I should add that there are some schools that have done urbanism very well. The University of Pennsylvania in West Philadelphia is the textbook example of a school has taking the lead by both developing its own campus and encouraging density and new construction in the surrounding neighborhoods (I really should know more about this than I do). Drexel, which is just down the street from Penn, has hired John Frey as its president and is seeking to emulate Penn’s success on its campus (Frey used to work as a consultant for Penn was Penn President Judith Rodin’s right-hand man), and though Drexel isn’t quite there, it’s doing quite well at both filling in its own campus as well as improving the surrounding neighborhoods, which is no small thing given the area.

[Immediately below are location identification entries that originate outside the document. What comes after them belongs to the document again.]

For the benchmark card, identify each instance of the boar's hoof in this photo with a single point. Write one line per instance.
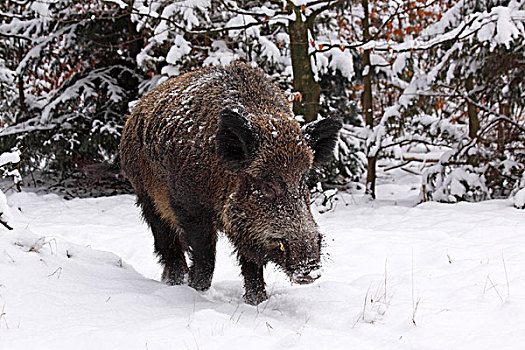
(199, 281)
(255, 298)
(173, 276)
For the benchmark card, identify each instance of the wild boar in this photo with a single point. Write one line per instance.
(219, 149)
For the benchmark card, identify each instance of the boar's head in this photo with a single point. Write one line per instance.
(267, 210)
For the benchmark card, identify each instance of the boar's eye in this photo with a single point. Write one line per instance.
(271, 189)
(280, 245)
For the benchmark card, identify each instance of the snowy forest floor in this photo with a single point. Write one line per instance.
(81, 274)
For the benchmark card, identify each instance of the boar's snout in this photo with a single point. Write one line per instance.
(304, 266)
(307, 275)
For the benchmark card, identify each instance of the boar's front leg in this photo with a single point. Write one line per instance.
(201, 237)
(253, 281)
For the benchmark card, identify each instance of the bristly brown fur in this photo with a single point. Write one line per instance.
(219, 149)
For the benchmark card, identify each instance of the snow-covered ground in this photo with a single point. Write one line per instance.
(81, 274)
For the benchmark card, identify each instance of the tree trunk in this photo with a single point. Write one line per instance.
(473, 120)
(366, 100)
(504, 109)
(303, 76)
(21, 87)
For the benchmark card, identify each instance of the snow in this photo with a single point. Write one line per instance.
(519, 199)
(81, 274)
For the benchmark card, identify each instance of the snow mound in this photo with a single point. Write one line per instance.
(519, 199)
(81, 274)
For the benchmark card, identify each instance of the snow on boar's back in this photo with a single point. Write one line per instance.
(218, 149)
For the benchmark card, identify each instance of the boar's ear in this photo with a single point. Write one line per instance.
(235, 140)
(321, 136)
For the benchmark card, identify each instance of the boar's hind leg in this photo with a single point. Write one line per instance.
(253, 281)
(167, 244)
(201, 236)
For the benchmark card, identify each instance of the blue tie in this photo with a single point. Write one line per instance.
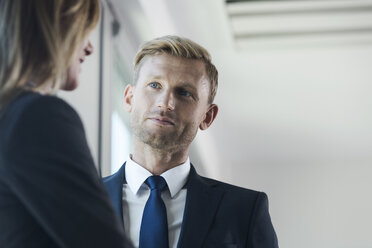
(154, 226)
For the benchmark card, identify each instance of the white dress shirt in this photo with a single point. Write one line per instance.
(136, 193)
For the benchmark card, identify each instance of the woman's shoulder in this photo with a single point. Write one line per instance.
(37, 113)
(31, 106)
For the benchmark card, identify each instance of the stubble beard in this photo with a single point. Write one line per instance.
(170, 142)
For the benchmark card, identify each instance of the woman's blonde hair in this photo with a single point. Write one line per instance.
(38, 39)
(179, 47)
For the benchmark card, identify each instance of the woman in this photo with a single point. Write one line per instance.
(50, 193)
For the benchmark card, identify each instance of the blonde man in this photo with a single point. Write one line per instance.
(50, 193)
(171, 98)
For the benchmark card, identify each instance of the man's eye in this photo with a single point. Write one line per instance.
(185, 93)
(154, 85)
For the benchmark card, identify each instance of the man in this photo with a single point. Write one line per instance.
(171, 98)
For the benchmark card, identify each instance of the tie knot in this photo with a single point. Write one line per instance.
(156, 182)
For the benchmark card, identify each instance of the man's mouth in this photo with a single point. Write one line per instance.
(162, 120)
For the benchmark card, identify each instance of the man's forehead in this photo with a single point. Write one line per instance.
(158, 65)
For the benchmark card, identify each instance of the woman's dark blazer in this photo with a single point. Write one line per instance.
(50, 193)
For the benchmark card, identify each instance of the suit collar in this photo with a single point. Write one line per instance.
(202, 202)
(114, 185)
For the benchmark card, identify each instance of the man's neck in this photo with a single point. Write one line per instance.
(158, 161)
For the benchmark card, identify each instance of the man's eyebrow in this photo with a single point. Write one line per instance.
(186, 85)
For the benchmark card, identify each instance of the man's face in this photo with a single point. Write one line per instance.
(169, 102)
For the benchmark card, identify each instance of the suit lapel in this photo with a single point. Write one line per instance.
(202, 202)
(114, 185)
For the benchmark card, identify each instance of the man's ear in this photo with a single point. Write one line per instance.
(209, 117)
(128, 98)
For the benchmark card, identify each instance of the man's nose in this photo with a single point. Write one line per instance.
(88, 49)
(166, 101)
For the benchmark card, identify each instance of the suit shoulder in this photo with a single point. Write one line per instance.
(230, 187)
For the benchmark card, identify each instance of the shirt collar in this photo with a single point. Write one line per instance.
(176, 177)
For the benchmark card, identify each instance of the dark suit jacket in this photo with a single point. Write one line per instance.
(216, 214)
(50, 193)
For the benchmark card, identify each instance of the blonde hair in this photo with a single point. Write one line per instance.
(38, 39)
(179, 47)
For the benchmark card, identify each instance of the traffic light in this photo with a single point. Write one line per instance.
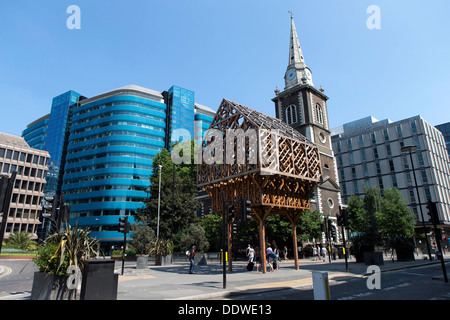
(332, 230)
(231, 213)
(246, 210)
(124, 225)
(432, 212)
(50, 207)
(342, 217)
(234, 227)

Institutional land holders are interesting creatures. On the one hand, they often have the power to single-handedly (*cough*Columbia*cough*) make wide-reaching land use decisions – the ways in which the Bryn Mawr Hospital shapes my hometown’s land use policy deserve a blog of their own. But on the other hand, they rarely use these powers for good. I have a feeling that universities are just generally inept and inefficient, maybe due to systemic failures of competition in higher education, maybe due to not having to pay taxes. Like I said, student housing even on campus is ridiculously expensive, despite the fact that the land has often been owned by the schools for decades, if not centuries, and they don’t have to pay taxes. (My dad, a professor at Penn without any special knowledge of this, theorizes that Penn might extract value from its centuries-old dorms by mortgaging the property and using the money to pay general expenses, but any other guesses as to where universities waste all this dorm rent are welcome.) It’s an interesting topic, and one that’s been on my mind for a while now, so I’m glad I finally put my thoughts into words.